Akata Dance Masquerade, by Phyllis Galembo. Cross River, Nigeria (2004), Ilfochrome

They will be shown in concert with the Museum’s historical collection of more than 40 African tribal artifacts and indigenous masks in the gallery across from Galembo’s show, for a complementary perspective.

Through her lens, the viewer gains special access to the rarely seen other-worlds, as she captures the raw and sometimes frightening aspects of ceremonial garb. Masking is a complex, mysterious and profound tradition in which the participants transcend the physical world and enter the spiritual realm.

In her vibrant images, Galembo exposes an ornate code of political, artistic, theatrical, social, and religious symbolism and commentary. She has made over twenty trips to sites of ritual masquerades, capturing cultural performances with a subterranean political edge. Her photographs depict the physical character, costumes, and rituals of African religious practices and their diasporic manifestations in the Caribbean and Mexico. Galembo’s images reflect both the modern and ancient worlds.The fifteen portraits by Galembo that were selected for this exhibition reveal the meticulous detail and creative imagination of mask-making.

Affianwan, by Phyllis Galembo. Calibar South, Nigeria, (2005), Ilfochrome

“The tradition of masquerading is universal and timeless, and continues today in most cultures, including western societies,” says Irvin Lippman, the Executive Director of the Boca Raton Museum of Art.

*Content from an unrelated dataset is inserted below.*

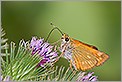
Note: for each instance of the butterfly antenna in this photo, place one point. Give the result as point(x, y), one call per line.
point(54, 27)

“Bringing together the Galembo photographs and masks from the Museum’s African collection underscores the cross-cultural complexity of meaning and purpose. However, what they have in common is their vitality, power, and boldness of humanity.”

Aye Loja (The World is a Market Place that we Visit), Gelede Masquerade, by Phyllis Galembo. Agonli Village, Benin, (2006)

The costumes in Galembo’s photographs are worn in several types of modern-day rituals. They are created to summon ancestral spirits and deities during a range of events, including agricultural hardships,
land disputes, rites of passage, funerals, harvests, moments of gratitude and celebration. Galembo’s large-scale portraits in this exhibition capture the mask-oriented cultural traditions of Nigeria, Benin, Ghana and Sierra Leone.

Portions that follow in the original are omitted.